Next month, on June 16, President Biden and Russian President Vladimir Putin will meet in Geneva on their first summit. But this isn’t their first time meeting in person. Biden met with Putin in Moscow in March 2011.
Biden seeks a more “secure, predictable relationship” amid the two countries’ several points of contention.
A source familiar with the meeting told reporters on anonymity that Biden will meet with Putin after his first international trip as president, after a G7 meeting in the United Kingdom and a NATO summit in Belgium.
According to the source, the conference isn’t likely to result in any significant new policy deals. Still, the two leaders will head into the meeting with a lengthy agenda that includes nuclear weapons control, climate change, and Russia’s aggressive efforts to participate in international elections.

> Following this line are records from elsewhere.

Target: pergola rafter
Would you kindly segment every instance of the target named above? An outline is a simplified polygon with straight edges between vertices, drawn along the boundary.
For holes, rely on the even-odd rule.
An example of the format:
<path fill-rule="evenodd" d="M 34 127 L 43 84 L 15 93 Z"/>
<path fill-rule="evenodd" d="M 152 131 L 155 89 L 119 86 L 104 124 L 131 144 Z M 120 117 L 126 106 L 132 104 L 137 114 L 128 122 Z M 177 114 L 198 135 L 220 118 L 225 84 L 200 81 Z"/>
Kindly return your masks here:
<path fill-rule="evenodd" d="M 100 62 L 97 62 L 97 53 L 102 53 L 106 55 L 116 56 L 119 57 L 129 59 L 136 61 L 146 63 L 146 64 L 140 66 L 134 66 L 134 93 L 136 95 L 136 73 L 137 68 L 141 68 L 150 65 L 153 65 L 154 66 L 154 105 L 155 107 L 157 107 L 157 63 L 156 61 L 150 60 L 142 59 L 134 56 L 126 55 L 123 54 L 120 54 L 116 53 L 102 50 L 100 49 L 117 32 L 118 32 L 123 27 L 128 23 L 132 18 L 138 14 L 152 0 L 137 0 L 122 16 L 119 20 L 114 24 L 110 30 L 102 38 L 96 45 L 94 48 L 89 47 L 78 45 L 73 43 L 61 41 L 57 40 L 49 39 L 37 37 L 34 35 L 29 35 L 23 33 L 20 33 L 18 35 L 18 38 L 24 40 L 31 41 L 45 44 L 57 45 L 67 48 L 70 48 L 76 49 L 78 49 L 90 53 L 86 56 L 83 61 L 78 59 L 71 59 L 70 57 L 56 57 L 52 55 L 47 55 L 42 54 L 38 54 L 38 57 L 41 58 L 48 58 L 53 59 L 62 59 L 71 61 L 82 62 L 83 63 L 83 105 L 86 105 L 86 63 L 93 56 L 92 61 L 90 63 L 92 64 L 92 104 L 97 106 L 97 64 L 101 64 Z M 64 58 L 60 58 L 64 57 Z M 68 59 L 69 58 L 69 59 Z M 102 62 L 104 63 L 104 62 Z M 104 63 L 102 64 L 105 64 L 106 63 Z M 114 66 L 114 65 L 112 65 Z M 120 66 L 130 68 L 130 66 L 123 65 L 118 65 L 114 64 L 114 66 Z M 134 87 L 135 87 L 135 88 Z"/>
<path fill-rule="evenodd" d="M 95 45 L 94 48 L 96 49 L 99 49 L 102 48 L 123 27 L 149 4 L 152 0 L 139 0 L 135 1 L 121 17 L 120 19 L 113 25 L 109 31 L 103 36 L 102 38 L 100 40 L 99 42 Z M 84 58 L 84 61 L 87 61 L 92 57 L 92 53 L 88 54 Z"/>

It would be the first standalone US-Russia summit since President Trump’s notorious meeting with Putin in Helsinki in 2018. Trump drew widespread criticism from politicians in both parties for openly siding with Putin when the Russian president dismissed US intelligence findings that Russia meddled in the 2016 presidential election. Trump and Putin last met in June 2019 on the sidelines of the G20 meeting in Osaka.
Biden and his foreign policy aides also discuss taking a more “clear-eyed” view of Putin’s efforts to destabilize democracies, impose pressure on Ukraine and other regional neighbors, and clamp down on protesters within Russian borders. However, Biden has also called for the two countries’ relationship to be more “positive and consistent.”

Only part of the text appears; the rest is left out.